Good grief! Did Farley go to school to construct such egregious bullshit? A critical but fundamentally unknowable relationship with the world? Let me say that again, so you can savor the stench of bullshit: "[R]eligion... has some critical (but fundamentally unknowable) relationship with the world that we see." Please do tell me how a critical relationship can be unknowable... but first put down the bong.
Religion can explain the empirical world fully
What. The. Fuck. Religion can't explain jack shit. Religion's explanation for almost everything is "goddidit" (the explanation for the rest is "fallofman"). This apparently counts, in Farley's mind, as an explanation. I hope he's equally charitable grading his students' work.
But I'm probably wandering farther into philosophy than I should on this question...
Ya think?
we're in danger of granting science a bit too much credit when we put it up against religion in debates like this. Science was made, not found; it is a mode of inquiry that was created by human beings, and it has had and continues to have many of the flaws that those human beings had.
Science was created by man! Completely unlike religion which comes from God, Praise the Lord!
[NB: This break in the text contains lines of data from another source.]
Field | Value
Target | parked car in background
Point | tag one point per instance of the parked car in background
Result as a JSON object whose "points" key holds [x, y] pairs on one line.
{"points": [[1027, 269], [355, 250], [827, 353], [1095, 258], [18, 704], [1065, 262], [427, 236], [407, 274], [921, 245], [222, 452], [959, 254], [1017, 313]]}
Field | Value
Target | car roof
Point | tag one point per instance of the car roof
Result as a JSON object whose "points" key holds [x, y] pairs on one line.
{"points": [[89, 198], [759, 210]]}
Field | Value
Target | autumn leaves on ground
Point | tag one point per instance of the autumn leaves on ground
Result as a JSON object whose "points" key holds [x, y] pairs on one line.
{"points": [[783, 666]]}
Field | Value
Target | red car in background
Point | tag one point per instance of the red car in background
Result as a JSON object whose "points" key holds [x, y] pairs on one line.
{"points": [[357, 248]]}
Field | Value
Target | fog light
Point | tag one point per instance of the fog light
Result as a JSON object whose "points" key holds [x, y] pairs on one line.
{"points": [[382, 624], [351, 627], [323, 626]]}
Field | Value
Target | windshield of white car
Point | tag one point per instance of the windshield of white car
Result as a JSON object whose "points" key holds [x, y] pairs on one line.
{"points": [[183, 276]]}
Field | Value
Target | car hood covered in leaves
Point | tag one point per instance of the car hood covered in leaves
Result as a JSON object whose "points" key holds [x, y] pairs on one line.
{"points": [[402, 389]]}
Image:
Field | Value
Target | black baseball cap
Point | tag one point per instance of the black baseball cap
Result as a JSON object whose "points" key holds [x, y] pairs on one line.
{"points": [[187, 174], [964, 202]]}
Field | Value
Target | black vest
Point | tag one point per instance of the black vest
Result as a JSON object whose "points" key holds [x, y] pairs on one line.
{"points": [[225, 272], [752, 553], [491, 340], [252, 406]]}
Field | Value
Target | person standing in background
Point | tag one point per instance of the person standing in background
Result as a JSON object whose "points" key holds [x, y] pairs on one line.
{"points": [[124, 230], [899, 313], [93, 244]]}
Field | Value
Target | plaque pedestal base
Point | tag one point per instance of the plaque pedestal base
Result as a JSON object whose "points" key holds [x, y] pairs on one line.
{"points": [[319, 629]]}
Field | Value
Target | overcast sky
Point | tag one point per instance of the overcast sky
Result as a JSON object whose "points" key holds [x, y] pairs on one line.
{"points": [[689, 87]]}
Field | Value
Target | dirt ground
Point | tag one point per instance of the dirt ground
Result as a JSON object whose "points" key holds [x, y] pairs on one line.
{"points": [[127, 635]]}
Oh wait... religion comes from man too, but from that paragon of human history, that Golden Age, when we were all perfectly wise, and before we became corrupted by all that worldly stuff like agriculture, fire, or the wheel. How can mere science compete?
I most certainly prefer to have science taught in public high schools than religion, but that is in large part because I think the teaching of religion to be illiberal, and the teaching of science to be a part of the liberal/Enlightenment project.
This is not the kind of endorsement we want. We teach science because it is better (much better: religion is bullshit through and through) not because it was endorsed by the priests and prophets that Farley prefers.
If I actually agreed with Dawkins that a commitment to science required atheism...
I've never read that sense from Dawkins. A true commitment to science entails atheism, but doesn't require it. You do not have to first purify your mind to conduct science: You merely have to observe and think precisely and honestly. Of course, such an exercise does tend to purge the mind of bullshit, but that comes afterwards.
And one more bit on the rational/irrational point; most of the commitments we feel are, in some sense, irrational. I love my wife, and I'm not sure that there's a version of rationality that can sufficiently explain what that means.
This is simply retarded. Love is an ordinary human emotion. It's complicated, and I doubt a complete reduction to neuro-biology would be worthwhile, but there's nothing unscientific and irrational about love. Just because I love my wife (and I do) doesn't mean I have to believe anything actually false or unprovable about the world. I don't believe I can literally read her mind, or violate the laws of physics. I just have a lot of groovy, but entirely natural, emotions working in my brain when we're together.
Moreover, it seems to me that evaluating and condemning such [irrational] convictions is absolutely the last thing that we should want the state to do.
Again, it is only Farley's lying insinuation that has the state condemning irrational convictions. Dawkins has never, to my knowledge, advocated the state condemning irrational convictions. He, and I, and Farley himself (when he's off (on?) his medication) condemn irrational convictions as terribly all the time, in our capacity as citizens and rational people.

But if you say it's about God, that's different. I guess.


  1. Dude, step away from the LOLCats.

  2. I'm copying Carlin's template:

    "War, disease, death, destruction, hunger, filth, poverty, torture, crime, corruption, and the Ice Capades."